LLM Writing
Artificial intelligence systems, especially those that use large language models (or LLMs) to produce human-seeming outputs, are creating a low-level ruckus across essentially the whole of society.
Tools like ChatGPT, Claude, Gemini, and even open-source options like Llama and DeepSeek’s R1 are being baked into many common platforms and applications (including social networks, office tools like Google Docs, and Apple’s newer iPhones), and that’s putting them front and center when users of said tools want to write an email, respond to an invitation, or produce an essay for class.
While some of these tools excel at churning out paragraphs with nothing more than a prompt (“Write me a scholarly essay on the geopolitical context in which War and Peace was published”), many of them are also leveraged to increase (or enable) the user’s understanding of something that might otherwise be beyond their ken.
So you might feed an AI tool a link to a long essay and ask it to summarize said essay in five bullet points, or you might ask it to explain a research paper that you don’t understand in language you’ll be more likely to comprehend.
These tools, then, can both expand and contract existing information, taking a core idea and spinning-up a whole email, essay, or book out of it, but it can also compress a book’s-worth of writing down into just a few bullet points.
Recent research (from early 2025) suggests that as of late-2024 about 18% of financial consumer complaints were at least partially LLM-produced and around 10% of job postings were LLM-assisted. The same paper says that up to 24% of corporate press releases are now produced (entirely or partly) by LLMs, and about 14% of United Nations press releases are generated or modified by the same.
Another study found that in scientific publishing, something like 17.5% of computer science papers, and around 16.9% of peer review text included at least some LLM-generated copy.
Yet another study has suggested that something like half of all social media content will be produced by generative AI tools by 2026—up from about 39% in 2024.
These numbers should be considered incomplete and perhaps even suspect, as the tools we use to detect LLM activity are not very reliable. These AI systems are evolving rapidly, which makes keeping up with them tricky, but the methods that have been developed are also quite leaky and generally appear more confident in their findings than their success rates can support.
That said, there are some interesting implications associated with our rapid adoption of these technologies.
Foremost among them is that it’s devilishly difficult to determine whether text we read (and images we view, videos we watch, and so on) was produced by a human being, written by software that fabricates “new” text based on text it has previously ingested, or some combination of both. This can lead to manipulation, as we might swoon over the seemingly heartfelt words of an online suitor, only to find they are not real (and that we’ve maybe be conned).
A seemingly heartfelt memoir or firsthand account of a war or other historic event might likewise tug at our heartstrings, despite having been cobbled together by an LLM system. Learning this is the case could leaving us questioning other such accounts in the future, even if they’re legitimate.
We might also continue to believe these narratives are real, though, never discovering their synthetic origins. This could influence our sense of history and facts, and perhaps even cause us to feel deep empathy for people who didn’t exist, and to develop strong beliefs about situations that never happened.
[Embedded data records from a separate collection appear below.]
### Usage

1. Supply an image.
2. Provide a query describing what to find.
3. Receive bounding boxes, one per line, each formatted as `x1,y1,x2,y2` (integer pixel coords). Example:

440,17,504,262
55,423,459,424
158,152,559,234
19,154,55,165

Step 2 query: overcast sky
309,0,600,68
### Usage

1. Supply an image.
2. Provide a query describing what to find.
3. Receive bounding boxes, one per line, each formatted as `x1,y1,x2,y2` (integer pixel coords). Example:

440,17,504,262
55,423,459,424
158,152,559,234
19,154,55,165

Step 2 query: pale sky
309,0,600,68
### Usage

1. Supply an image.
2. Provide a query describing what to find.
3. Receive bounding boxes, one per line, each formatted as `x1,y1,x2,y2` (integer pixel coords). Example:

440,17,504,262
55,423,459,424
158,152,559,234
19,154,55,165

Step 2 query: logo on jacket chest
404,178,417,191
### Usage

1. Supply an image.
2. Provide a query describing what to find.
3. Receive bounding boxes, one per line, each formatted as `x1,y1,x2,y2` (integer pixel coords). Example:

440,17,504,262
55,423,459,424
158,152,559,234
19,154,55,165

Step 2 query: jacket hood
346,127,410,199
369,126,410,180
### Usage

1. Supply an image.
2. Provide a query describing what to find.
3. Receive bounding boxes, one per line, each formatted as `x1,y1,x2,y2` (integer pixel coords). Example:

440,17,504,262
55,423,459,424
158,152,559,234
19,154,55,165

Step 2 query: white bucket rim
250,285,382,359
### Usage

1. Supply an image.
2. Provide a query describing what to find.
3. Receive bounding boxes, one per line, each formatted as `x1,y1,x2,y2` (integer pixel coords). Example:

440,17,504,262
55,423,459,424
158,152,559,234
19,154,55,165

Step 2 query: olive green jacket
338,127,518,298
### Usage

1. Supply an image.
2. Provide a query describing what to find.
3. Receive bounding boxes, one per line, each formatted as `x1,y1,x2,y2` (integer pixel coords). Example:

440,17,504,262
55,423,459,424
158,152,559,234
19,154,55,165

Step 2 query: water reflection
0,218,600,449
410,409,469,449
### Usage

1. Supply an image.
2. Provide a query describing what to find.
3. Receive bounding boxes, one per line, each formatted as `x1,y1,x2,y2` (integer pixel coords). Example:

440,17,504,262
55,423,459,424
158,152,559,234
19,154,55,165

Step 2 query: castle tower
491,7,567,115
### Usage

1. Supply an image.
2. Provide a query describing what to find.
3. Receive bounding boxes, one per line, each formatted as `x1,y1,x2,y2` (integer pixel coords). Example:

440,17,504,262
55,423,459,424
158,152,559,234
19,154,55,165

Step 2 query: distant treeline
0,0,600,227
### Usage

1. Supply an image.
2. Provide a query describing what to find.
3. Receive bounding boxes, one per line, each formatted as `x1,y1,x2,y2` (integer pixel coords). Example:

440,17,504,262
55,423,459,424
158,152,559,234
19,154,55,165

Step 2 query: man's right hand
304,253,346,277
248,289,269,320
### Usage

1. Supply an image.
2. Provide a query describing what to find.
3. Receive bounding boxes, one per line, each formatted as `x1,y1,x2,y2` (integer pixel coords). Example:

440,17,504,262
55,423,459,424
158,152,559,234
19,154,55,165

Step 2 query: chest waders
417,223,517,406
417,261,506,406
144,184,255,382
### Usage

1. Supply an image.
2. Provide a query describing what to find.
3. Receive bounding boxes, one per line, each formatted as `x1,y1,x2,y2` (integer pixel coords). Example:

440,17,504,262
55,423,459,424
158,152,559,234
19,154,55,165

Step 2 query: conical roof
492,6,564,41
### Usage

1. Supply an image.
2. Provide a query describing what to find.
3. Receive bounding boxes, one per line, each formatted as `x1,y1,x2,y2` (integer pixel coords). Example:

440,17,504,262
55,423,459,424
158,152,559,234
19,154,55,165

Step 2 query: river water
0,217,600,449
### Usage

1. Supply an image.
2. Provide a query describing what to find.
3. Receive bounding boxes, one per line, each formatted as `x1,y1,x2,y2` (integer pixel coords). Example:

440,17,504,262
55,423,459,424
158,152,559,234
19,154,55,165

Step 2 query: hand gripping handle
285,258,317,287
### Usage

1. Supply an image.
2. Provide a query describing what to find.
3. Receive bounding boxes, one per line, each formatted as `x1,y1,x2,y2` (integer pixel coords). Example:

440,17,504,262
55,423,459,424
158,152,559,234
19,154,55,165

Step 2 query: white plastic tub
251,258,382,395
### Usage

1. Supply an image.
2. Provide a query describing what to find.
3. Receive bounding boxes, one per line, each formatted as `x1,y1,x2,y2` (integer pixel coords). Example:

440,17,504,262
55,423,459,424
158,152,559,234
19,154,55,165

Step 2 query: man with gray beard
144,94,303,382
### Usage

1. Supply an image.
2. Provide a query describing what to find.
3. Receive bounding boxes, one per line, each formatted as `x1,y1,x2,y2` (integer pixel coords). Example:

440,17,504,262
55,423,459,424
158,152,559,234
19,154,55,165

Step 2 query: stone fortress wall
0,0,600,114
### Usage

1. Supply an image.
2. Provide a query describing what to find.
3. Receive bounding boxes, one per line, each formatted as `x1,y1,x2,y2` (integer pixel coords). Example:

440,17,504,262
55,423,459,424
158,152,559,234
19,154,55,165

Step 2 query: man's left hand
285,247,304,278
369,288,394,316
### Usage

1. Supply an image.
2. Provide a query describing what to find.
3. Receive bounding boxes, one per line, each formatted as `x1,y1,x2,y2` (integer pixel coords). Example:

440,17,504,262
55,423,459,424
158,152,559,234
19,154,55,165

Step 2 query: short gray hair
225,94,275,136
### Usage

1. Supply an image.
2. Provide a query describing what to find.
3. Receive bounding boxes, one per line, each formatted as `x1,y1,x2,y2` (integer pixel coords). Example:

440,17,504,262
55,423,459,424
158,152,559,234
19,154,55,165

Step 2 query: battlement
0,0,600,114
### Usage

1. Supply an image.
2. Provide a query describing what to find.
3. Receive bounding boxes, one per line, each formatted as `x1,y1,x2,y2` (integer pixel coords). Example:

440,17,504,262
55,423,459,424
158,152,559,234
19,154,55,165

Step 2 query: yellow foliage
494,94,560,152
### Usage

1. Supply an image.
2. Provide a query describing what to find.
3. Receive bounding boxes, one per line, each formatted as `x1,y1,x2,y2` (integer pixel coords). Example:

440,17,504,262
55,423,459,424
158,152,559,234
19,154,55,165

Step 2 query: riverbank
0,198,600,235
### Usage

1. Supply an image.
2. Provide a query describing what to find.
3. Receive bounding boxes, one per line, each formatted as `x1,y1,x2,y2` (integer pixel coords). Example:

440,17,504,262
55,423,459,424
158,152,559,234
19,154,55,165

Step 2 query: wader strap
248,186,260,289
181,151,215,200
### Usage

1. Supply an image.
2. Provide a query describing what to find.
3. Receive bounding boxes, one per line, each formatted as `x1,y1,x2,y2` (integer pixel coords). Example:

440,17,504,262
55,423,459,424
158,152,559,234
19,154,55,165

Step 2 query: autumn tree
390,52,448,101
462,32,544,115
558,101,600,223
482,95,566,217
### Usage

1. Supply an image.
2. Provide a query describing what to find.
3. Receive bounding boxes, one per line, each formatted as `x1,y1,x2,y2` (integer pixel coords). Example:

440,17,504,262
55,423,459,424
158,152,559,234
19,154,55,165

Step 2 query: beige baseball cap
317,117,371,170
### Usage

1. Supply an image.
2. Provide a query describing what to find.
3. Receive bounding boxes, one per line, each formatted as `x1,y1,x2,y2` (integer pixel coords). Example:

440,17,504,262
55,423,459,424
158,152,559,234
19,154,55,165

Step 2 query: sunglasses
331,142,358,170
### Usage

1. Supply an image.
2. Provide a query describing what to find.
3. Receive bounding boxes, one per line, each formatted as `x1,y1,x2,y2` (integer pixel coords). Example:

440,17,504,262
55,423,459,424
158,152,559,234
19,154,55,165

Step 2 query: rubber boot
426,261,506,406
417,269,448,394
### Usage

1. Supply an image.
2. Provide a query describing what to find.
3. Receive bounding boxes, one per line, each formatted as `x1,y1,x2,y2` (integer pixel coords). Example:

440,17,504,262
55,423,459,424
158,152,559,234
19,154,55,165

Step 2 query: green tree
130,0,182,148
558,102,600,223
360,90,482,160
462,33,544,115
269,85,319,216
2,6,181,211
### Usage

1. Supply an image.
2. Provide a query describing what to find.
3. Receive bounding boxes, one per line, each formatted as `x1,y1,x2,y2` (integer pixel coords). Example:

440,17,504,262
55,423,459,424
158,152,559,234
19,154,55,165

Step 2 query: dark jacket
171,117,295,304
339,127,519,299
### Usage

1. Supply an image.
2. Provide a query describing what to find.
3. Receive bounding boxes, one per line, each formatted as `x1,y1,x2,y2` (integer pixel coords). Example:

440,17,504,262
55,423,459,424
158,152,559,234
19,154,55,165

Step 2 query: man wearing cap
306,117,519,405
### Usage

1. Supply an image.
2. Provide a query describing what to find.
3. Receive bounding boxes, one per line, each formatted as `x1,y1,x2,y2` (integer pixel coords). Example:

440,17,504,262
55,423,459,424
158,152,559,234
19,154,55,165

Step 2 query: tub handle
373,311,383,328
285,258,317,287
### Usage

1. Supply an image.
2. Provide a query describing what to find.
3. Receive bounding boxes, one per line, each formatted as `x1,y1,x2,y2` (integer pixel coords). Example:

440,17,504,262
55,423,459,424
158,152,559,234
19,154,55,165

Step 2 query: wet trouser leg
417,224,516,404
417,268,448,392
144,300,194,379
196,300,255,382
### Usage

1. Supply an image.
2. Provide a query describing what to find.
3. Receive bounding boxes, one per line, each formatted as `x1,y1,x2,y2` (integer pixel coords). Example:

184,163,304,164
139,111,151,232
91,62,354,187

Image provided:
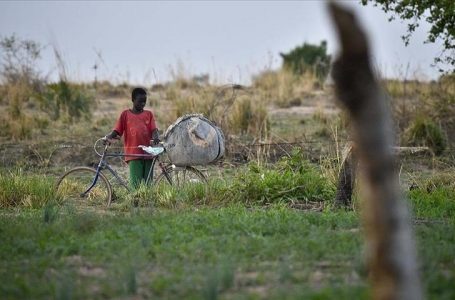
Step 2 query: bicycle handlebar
93,138,166,157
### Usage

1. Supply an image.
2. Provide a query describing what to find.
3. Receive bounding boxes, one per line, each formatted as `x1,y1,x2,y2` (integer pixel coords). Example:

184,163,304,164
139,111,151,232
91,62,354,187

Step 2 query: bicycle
56,138,207,207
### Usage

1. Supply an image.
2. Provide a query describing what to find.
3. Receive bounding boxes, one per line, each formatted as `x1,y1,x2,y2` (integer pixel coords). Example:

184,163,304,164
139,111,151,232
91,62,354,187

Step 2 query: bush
225,150,335,205
280,41,331,81
405,117,447,155
0,172,59,208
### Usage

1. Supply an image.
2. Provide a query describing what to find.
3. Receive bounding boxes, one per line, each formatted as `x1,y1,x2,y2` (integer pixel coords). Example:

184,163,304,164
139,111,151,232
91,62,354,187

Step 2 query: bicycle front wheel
156,165,207,187
57,167,112,206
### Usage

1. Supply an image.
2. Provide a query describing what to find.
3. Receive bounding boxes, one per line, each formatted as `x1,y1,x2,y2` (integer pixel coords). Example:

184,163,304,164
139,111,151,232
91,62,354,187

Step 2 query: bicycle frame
81,143,172,197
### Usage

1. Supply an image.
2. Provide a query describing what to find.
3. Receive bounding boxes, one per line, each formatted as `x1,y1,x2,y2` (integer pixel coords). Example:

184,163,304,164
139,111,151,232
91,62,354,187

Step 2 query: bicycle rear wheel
156,165,207,187
57,167,112,206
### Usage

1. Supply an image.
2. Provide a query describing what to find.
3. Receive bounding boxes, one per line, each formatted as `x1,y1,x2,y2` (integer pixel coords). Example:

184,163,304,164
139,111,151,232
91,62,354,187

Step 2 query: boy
104,88,159,189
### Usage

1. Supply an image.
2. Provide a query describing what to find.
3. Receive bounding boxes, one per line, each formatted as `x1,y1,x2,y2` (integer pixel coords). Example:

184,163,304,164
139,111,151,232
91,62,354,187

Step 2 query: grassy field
0,61,455,299
0,161,455,299
0,198,455,299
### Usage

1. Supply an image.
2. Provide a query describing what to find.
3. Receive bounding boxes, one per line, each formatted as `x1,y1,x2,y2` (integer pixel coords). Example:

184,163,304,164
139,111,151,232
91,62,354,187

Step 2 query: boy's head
131,88,147,101
131,88,147,112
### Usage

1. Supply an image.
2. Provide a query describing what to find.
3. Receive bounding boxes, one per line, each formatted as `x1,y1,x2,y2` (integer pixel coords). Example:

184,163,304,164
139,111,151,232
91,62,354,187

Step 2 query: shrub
0,171,59,208
280,41,331,81
405,117,447,155
226,150,335,205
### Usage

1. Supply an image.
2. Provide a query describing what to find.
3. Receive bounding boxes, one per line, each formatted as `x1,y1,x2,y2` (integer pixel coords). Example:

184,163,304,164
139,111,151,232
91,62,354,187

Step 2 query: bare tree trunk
329,2,422,300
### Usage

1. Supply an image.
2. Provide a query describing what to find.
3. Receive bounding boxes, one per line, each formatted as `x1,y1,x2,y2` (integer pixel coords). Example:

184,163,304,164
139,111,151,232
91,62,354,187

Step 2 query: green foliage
226,150,335,205
361,0,455,72
0,34,43,87
280,41,331,81
405,117,447,155
0,204,455,299
408,172,455,222
38,80,95,122
0,171,58,208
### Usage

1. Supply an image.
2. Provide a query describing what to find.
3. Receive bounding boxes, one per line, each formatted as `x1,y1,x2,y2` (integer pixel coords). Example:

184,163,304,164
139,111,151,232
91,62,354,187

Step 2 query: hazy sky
0,0,448,84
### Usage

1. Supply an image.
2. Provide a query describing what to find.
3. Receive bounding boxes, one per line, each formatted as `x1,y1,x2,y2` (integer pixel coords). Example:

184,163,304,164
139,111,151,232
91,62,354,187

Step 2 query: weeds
405,117,447,155
0,171,60,208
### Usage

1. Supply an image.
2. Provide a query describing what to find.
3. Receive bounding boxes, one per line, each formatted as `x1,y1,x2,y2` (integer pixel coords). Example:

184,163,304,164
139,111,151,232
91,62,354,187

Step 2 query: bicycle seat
137,145,164,156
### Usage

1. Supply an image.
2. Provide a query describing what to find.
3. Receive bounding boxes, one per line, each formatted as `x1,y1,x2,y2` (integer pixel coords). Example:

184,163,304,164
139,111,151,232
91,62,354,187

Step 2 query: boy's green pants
128,159,152,189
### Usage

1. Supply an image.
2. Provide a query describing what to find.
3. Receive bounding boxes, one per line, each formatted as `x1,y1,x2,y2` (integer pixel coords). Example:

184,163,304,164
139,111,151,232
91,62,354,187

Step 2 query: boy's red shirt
114,109,156,161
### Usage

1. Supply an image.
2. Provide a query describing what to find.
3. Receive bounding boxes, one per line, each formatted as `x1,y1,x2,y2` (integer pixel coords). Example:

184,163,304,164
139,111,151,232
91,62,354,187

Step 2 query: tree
361,0,455,72
280,41,330,80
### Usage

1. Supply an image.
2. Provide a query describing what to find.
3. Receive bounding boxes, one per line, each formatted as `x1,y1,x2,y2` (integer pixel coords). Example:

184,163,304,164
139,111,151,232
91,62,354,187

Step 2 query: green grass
0,170,59,208
0,205,455,299
0,206,366,299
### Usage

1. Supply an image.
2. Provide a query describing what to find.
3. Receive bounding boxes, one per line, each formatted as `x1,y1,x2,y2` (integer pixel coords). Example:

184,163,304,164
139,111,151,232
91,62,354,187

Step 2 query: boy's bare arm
103,130,120,142
152,128,160,145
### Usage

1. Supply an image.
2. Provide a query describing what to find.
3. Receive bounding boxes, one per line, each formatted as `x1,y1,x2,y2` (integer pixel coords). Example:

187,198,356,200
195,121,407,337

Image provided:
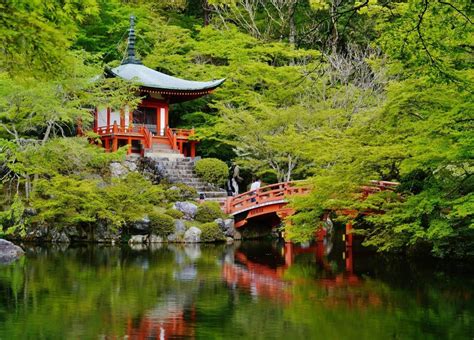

At a more basic level, we might feed an LLM bullet points we want to present to a business associate, only to have that system add details that aren’t true (or which are incomplete in a meaningful way).
On the flip-side, we might be handed a book full of valuable information, ask an AI for a summary of it, and then have that system leave out vital points because its assumptions about what’s vital differs from our own. Consuming books (or other written content) in this way can leave us with a sense of accomplishment, making us feel as though we’ve learned all the important bits from a given tome, even though we’ve actually overlooked the most vital (for us and our priorities) components.
It’s a complicated moment right now, then, as our communication spaces (person to person, platform-based, and organizational) are being heavily influenced by this collection of increasingly powerful (and useful) tools, but we haven’t yet figured out how to filter for them when appropriate, how to intuit what might be missing from the expanded or contracted content we consume or communicate, or how we might moderate our reflexive responses to a narrative’s potential artificiality—and how we might do so without numbing ourselves to the same sorts of narratives shared by actual humans.